If Daenerys had simply allowed King’s Landing to surrender without consequences only after she evaded its air defenses, then every other recalcitrant lord in the Seven Kingdoms would have incentive to resist her. After all, it only takes a lucky shot or two to bring down the dragon — and the Queen riding him — and if she manages to burn your scorpions, you can always just surrender…
Making an example of King’s Landing was a harsh decision. It was a cruel decision. And it’s certainly a decision whose morality one could question. But it wasn’t a “crazy” decision or the act of a Mad Queen — it was a rational calculation based on a clear-eyed assessment of the strategic situation…
The only real consistent through-line in all of this is that Westeros’s great houses oppose the creation of an effective central government.
Burning tens of thousands of people alive, including women and children, is guaranteed to enrage the populace and cement the image of Daenerys as a foreign tyrant.
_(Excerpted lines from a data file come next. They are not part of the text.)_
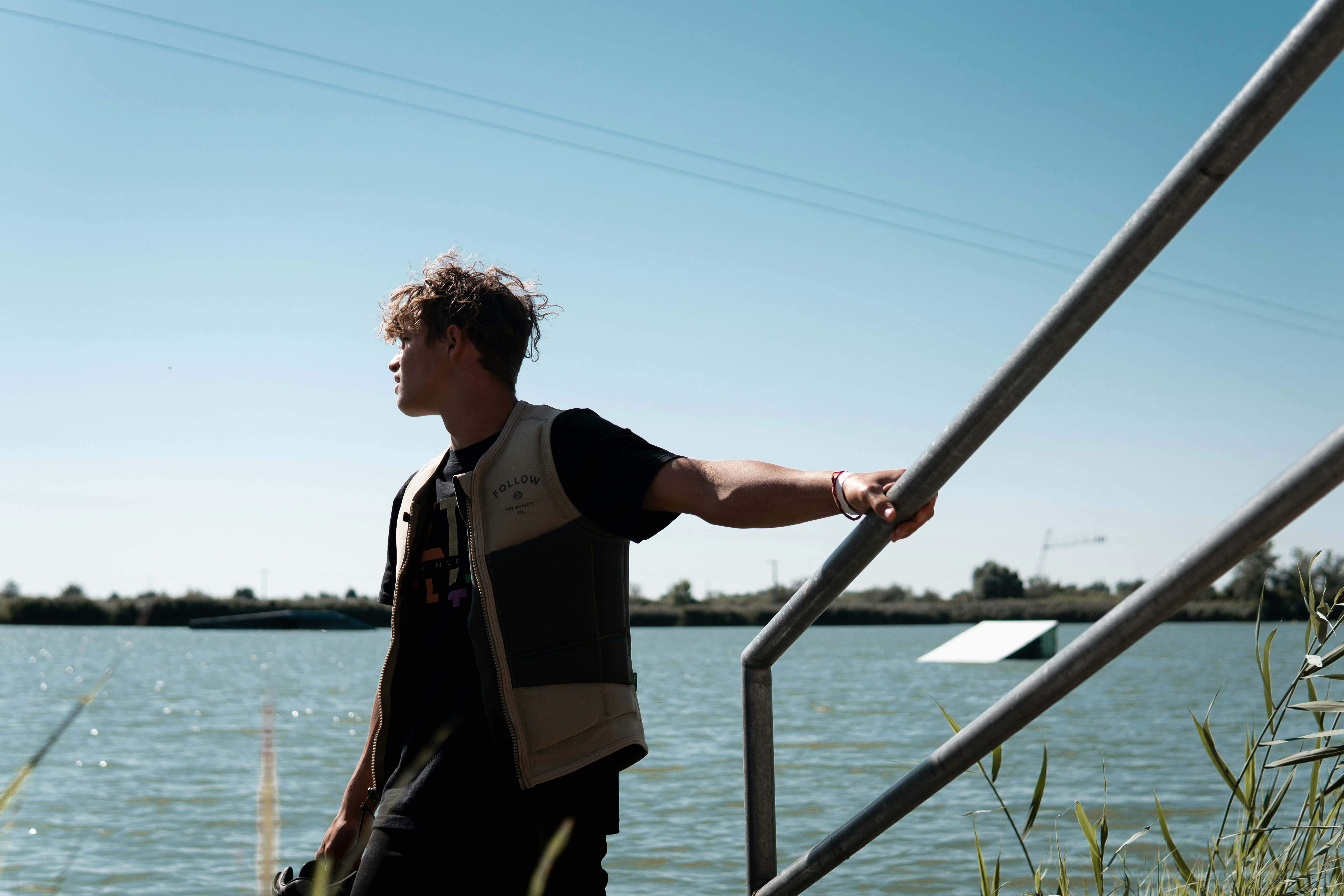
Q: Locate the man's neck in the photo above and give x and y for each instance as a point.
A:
(479, 420)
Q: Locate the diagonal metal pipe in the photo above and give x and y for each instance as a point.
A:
(1299, 61)
(1280, 503)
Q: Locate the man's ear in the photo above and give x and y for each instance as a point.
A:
(452, 342)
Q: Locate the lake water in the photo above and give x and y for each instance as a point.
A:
(174, 809)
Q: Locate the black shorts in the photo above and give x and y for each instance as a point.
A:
(499, 863)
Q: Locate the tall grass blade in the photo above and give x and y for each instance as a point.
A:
(1316, 700)
(268, 804)
(1206, 737)
(1265, 676)
(1038, 796)
(26, 769)
(561, 839)
(1271, 811)
(1319, 706)
(952, 722)
(1187, 875)
(1334, 655)
(1093, 847)
(1307, 756)
(70, 863)
(1116, 855)
(980, 862)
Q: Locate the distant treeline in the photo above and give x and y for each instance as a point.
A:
(162, 611)
(999, 593)
(996, 593)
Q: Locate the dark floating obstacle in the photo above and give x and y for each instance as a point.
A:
(324, 620)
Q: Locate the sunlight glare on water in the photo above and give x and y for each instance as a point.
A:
(154, 789)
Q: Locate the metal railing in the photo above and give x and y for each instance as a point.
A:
(1308, 50)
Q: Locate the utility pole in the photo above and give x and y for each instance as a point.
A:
(1048, 546)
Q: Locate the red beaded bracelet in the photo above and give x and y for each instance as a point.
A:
(836, 497)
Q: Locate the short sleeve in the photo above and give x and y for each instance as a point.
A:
(607, 471)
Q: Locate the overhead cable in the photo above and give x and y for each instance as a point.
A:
(656, 166)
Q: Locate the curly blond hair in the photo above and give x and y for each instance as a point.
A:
(498, 311)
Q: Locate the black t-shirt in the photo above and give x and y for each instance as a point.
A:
(605, 471)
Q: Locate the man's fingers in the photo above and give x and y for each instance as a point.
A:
(878, 502)
(910, 527)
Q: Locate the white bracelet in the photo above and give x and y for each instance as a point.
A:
(845, 504)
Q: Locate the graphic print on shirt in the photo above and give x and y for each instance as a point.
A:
(444, 571)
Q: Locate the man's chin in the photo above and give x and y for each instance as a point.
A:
(412, 409)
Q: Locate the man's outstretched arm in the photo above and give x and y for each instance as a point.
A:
(751, 495)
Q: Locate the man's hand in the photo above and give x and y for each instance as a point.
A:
(751, 495)
(869, 492)
(341, 837)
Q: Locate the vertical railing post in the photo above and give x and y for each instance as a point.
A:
(1293, 68)
(758, 773)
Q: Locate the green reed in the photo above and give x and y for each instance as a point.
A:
(1260, 848)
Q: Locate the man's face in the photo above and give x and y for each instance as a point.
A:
(421, 374)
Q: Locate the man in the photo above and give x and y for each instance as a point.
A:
(507, 699)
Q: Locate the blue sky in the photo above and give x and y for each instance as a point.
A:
(194, 252)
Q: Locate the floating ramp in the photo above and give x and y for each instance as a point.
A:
(324, 620)
(995, 641)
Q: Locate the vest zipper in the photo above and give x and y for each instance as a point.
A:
(490, 640)
(382, 698)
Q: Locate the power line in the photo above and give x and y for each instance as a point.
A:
(662, 167)
(694, 154)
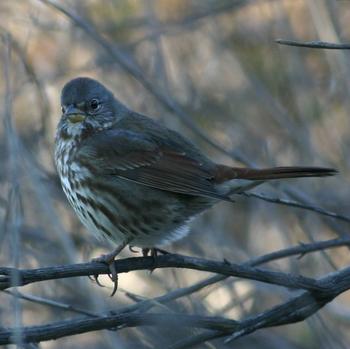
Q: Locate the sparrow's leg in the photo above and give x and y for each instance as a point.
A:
(109, 259)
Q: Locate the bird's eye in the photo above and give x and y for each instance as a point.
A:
(94, 104)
She may be feared but she will also be hated from that point onward in a way she might not have been if she’d allowed the losers to surrender and executed Cersei (who everyone hated already).
The idea that napalming a city of a million people, most of them civilians, when they are trying to surrender on the grounds that it’ll teach others to respect the central government, that’s a pretty awful take.
I made a related point earlier in the thread: that it's rather ironic that the Leftwing Progs of Hollywood actually created a parable about how their utopian fantasies lead to totalitarian oppression and violent extermination of those who won't submit.